Fortunately, Innocent seems to pull it off. Many of the characters we remember from Presumed Innocent are back, and one of the things that makes this book work so well both as a sequel and a stand-alone is that they've both changed ... and they haven't. Time has passed, and their lives have taken unexpected turns, but nothing we see here is out of character with the folks we've gotten to know. At 60, Tommy Molto has recently married a much-younger woman and is the proud father of a small son. After a brief separation following Rusty's first trial, he and Barbara reconciled, but Barbara struggles with bipolar disorder and their relationship is a rocky one. Their son, Nate, is 22, a newly-minted lawyer himself, and still wrestling to carve out an adult identity and relationships apart from his parents.

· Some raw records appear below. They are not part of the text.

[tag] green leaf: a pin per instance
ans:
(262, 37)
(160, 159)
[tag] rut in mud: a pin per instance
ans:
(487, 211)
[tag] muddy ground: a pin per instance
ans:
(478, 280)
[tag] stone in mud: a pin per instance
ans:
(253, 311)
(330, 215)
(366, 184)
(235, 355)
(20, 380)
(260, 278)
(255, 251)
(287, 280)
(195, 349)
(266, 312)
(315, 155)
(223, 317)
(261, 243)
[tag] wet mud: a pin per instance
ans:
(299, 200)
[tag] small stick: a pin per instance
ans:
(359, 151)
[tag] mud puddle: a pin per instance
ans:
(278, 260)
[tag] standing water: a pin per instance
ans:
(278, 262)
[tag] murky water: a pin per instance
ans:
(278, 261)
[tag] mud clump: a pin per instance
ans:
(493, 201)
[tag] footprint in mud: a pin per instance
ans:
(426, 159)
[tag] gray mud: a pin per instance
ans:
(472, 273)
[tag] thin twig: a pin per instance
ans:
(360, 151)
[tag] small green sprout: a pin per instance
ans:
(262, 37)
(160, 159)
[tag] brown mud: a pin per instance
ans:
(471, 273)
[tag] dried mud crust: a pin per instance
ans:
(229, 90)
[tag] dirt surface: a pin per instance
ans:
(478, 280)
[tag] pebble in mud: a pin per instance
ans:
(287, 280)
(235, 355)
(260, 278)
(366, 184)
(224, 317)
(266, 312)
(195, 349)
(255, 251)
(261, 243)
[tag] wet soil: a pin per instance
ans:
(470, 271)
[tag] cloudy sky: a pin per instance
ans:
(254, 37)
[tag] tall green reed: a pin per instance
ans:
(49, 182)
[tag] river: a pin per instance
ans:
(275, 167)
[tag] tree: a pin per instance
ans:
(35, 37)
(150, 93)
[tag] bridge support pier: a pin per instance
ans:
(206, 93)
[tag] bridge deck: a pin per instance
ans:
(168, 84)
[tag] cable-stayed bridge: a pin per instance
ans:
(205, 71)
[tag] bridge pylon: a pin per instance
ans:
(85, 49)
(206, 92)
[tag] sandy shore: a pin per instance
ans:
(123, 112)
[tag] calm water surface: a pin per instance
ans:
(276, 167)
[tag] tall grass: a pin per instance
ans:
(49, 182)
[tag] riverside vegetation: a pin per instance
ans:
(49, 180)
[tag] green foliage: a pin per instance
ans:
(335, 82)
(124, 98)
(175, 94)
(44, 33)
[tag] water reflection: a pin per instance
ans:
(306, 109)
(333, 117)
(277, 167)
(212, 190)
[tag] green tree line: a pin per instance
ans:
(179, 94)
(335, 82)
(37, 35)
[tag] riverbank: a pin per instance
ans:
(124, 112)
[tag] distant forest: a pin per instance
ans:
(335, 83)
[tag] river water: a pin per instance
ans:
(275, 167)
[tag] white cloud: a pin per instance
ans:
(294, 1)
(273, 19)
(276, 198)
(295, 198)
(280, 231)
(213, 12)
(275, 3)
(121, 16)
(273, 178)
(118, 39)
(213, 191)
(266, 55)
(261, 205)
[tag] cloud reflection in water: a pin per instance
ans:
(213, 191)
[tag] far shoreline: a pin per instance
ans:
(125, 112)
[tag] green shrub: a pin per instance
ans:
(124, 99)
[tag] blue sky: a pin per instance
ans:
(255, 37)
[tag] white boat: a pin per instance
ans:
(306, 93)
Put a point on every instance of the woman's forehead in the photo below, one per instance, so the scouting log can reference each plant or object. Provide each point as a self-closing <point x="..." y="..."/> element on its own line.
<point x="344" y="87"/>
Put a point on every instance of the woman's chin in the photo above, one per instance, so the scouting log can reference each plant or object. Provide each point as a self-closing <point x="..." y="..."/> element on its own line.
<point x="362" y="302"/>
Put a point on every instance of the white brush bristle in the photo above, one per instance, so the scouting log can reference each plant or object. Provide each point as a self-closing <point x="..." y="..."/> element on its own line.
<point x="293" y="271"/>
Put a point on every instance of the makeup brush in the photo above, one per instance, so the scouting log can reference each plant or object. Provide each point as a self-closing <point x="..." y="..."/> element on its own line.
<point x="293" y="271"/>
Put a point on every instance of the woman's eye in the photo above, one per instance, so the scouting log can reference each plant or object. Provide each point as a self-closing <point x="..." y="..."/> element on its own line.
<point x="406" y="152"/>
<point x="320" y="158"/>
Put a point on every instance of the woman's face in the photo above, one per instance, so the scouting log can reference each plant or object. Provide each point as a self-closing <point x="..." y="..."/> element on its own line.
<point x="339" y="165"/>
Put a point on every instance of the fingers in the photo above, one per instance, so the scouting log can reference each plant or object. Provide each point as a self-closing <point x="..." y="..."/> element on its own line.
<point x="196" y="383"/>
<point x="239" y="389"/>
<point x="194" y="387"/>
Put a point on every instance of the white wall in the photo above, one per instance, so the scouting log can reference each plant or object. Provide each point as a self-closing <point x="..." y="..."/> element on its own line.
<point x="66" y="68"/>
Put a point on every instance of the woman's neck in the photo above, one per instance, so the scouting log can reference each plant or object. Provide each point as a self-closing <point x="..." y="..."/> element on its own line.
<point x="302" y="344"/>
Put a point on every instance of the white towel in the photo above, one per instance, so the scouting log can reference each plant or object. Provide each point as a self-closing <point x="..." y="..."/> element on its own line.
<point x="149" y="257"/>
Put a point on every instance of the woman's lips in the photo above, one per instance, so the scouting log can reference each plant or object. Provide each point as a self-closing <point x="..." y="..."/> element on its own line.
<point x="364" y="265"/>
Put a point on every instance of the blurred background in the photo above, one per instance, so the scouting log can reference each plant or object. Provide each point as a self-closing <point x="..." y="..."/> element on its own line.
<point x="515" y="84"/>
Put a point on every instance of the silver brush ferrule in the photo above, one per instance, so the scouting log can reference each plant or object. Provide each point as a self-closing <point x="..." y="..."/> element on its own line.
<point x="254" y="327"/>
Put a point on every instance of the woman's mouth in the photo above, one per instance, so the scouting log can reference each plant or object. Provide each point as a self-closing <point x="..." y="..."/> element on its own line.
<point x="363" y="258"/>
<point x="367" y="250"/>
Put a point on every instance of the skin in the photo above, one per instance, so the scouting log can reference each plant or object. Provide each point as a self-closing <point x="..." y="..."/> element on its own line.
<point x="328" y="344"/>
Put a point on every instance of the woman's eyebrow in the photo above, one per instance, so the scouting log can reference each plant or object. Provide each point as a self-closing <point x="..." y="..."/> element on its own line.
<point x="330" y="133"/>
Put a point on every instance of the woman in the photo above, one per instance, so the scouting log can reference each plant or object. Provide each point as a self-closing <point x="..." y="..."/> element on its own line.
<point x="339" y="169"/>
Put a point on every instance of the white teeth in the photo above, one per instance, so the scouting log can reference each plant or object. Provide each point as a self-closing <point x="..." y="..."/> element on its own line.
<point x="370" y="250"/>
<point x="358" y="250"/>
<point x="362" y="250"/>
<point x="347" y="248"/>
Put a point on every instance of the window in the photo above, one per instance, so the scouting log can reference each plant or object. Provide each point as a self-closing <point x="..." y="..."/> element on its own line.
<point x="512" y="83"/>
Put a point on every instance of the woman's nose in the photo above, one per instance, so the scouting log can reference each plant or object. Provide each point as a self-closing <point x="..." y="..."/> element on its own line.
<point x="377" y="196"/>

And that's where we come in. When we pick up the story, Barbara has just turned up dead one morning, apparently of natural causes ... or is it? If so, why did Rusty sit beside her body for a full day before notifying the police, or even his son? And what's the significance of Rusty's recent affair with a young law clerk (which we learn about in the first few chapters) -- his first since the ill-fated tryst recalled in Presumed Innocent? I formed a few theories early on about how the story would ultimately end, and for once, I'm glad to say I was wrong. Great literature it's not, but an enjoyable legal suspense novel -- absolutely.